Anlamsız yasaklar, uygulayana itibar getirmiyor, götürüyor.

İşte hep birlikte gördük, EMASYA Protokolü iptal ediliverdi. Bu durum, TSK'ya bir eksiklik mi getirdi? Hayır, o protokol var diye ikide bir hevesi kabaran darbe meraklılarına demokratik kurallar dışına çıkamayacaklarını hatırlatması yönünden emir-komuta zincirini güçlendiren bir etkisi olacaktır bunun. Son zamanlarda daha sıklıkla verme ihtiyacı duyduğu "TSK içinde demokrasi karşıtlarını barındırmayacağız" mesajını pekiştireceği için, kararın, Org. Başbuğ'un konumunu daha da takviye edeceği belli.

Yarın kendi halkını 'düşman' olarak gören kısımları Milli Güvenlik Siyaset Belgesi'nden (MGSB) temizlensin, MGSB ile EMASYA'ya dayanarak yapılan fişlemelerden vazgeçilsin, o fişlere bakarak yapılan izlemeler dursun, kendimizi daha özgür hissedeceğiz.

Öyle bir durumda, TSK İç Hizmet Yasası'nın 35. maddesi kendiliğinden yanlış yorumlanmaz hale gelecek, bazılarının içindeki darbe hevesini kışkırtabileceği için o maddenin de değiştirilmesi istendiğinde, buna direnmek için ortada sebep olmayacaktır.

Sivillerin askere saygı duyduğu, askerin vatanı koruma görevini yaparken siyasi kaygılardan uzak durduğu bir ülke özlemi için az bir zaman kalmışa benziyor.

Bütün bu olup bitenleri ve bundan sonra olacakları nasıl yorumlayabiliriz? Askerin ric'ati mi, yenilgisi mi söz konusu; yoksa siviller rövanş peşinde mi?

Sorulacak benzer soruların hepsinin tek bir cevabı var: Hayır...

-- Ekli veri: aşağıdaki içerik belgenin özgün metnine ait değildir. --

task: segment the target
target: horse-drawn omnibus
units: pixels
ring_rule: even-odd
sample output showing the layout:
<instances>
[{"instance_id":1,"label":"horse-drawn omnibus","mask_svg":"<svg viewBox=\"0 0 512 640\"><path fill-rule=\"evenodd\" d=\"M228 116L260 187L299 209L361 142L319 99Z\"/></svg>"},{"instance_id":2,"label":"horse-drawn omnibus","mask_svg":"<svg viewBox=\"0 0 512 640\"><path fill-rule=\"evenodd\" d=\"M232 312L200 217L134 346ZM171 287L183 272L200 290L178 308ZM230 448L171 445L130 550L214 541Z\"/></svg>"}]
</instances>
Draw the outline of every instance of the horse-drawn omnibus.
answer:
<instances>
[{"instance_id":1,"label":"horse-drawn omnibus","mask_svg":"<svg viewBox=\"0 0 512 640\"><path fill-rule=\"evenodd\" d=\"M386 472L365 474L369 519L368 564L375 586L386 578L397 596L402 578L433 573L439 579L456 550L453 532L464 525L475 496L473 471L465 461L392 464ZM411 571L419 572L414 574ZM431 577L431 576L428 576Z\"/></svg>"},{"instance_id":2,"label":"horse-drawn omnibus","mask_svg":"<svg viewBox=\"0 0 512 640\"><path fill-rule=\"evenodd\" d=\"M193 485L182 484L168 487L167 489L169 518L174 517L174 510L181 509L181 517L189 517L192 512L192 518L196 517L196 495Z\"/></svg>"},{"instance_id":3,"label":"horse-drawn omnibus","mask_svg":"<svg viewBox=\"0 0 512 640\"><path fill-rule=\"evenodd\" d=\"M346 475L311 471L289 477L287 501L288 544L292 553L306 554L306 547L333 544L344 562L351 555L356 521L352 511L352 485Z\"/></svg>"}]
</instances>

Kimileri, haklı bir gerekçeyle, şu sıralarda gerçekleşenleri "28 Şubat'ın sonu" olarak değerlendirme eğiliminde. Bu değerlendirmenin haklı tarafı şu: 28 Şubat Türkiye'de 'irtica'nın yakın ve gerçek bir tehlike teşkil ettiği varsayımına dayanıyordu; dönemin hükümetini alaşağı ederken mizansenler sahneye koymanın gerekçesi de, bunu görmeyenlerin gözünü açmaktı. Ali Kalkancı veya Aczimendi figürleri bir yerlerde varolduğuna inanılanı temsilen sahneye sürülmüştü.

Şu anda yaşanan, 28 Şubat'ın ve neredeyse önceki bütün darbelerin gerekçesi olan 'irticanın yakın ve gerçek bir tehlike teşkil ettiği' varsayımının yıkıntısı üzerine 'yeni bir Türkiye'nin inşasıdır. Sekiz yıllık Ak Parti iktidarı, hemen her adımında kuşkuyla karşılaştı bugüne kadar, ancak kuşkuların yersiz olduğunu fiilen ispat edecek biçimde davrandı. 'Tehdit' olduğuna inanılan kitleler, uğratıldıkları onca mağduriyete rağmen, tehlike sinyalleri verecek eylemlere asla başvurmadılar.

Vaktiyle 'siyasi yasaklı' yapılmış Tayyip Erdoğan'ın kendisi, başbakanlık gücünü elinde tuttuğu halde, hükümetinin ayırdığı bütçe imkânlarıyla çalışan askeri hastanenin kapısından eşinin çevrilmesini bir ukte olarak tam üç yıl içinde saklamış; daha ne diyeyim?